Html Agility Pack (HAP) is a HTML parser library that builds a read/ writes DOM and supports plain XPATH or XSLT. And it is for free. It formats Html as the standard Xml format using XpathDocument related class in .net.
It is a .NET code library that allows you to parse “out of the web” HTML files. The object model is very similar to what proposes System.Xml, but for HTML documents (or streams).
There’s no dependency on anything else than .Net’s XPath implementation and no dependency on Internet Explorer’s MSHTML dll or W3C’s HTML tidy or Active X / COM object, or anything like that.
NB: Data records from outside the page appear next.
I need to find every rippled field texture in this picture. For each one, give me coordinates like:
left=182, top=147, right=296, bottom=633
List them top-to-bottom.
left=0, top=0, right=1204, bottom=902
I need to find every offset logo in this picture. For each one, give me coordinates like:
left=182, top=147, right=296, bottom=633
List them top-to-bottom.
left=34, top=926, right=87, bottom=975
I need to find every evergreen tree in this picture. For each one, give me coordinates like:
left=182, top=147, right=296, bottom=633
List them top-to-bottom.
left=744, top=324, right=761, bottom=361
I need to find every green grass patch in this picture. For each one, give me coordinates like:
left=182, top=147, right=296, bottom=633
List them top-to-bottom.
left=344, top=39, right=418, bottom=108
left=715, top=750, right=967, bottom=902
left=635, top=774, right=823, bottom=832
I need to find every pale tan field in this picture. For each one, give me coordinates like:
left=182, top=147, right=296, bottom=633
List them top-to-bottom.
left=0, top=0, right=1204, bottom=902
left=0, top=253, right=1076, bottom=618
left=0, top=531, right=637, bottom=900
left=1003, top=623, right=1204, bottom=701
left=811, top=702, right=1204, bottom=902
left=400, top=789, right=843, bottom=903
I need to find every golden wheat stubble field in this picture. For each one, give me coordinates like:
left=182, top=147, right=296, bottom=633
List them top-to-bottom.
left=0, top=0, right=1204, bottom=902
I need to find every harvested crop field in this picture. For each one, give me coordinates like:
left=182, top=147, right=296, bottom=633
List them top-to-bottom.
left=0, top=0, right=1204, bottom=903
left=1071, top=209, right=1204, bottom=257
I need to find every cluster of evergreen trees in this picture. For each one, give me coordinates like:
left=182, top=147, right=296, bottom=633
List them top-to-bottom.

There’s also no adherence to XHTML or XML, although you can actually produce XML using the tool.
How to Use:
Ø Download the latest API library from http://htmlagilitypack.codeplex.com/ ;
Ø Add “HAP” as reference in the application;
Ø Add “using HtmlAgilityPack” in code;
Ø Get HtmlDocument instance by calling the method in HAP class library;
Ø Get HtmlNode and the node/ attribute value;
The following classes are frequently used: HtmlDocument, HtmlNodeCollection, HtmlNode and HtmlWeb
Usually, to get HtmlDocument, you can firstly get the web page source, (About how to get page source, there’s another document describing it.), then call HtmlDocument.Load() or HtmlDocument.LoadHtml() and you can also call HtmlWeb.Get() or HtmlWeb.Load() to load the HTML based on Url. After getting HtmlDocument instance, we can use XPath to get HtmlNode.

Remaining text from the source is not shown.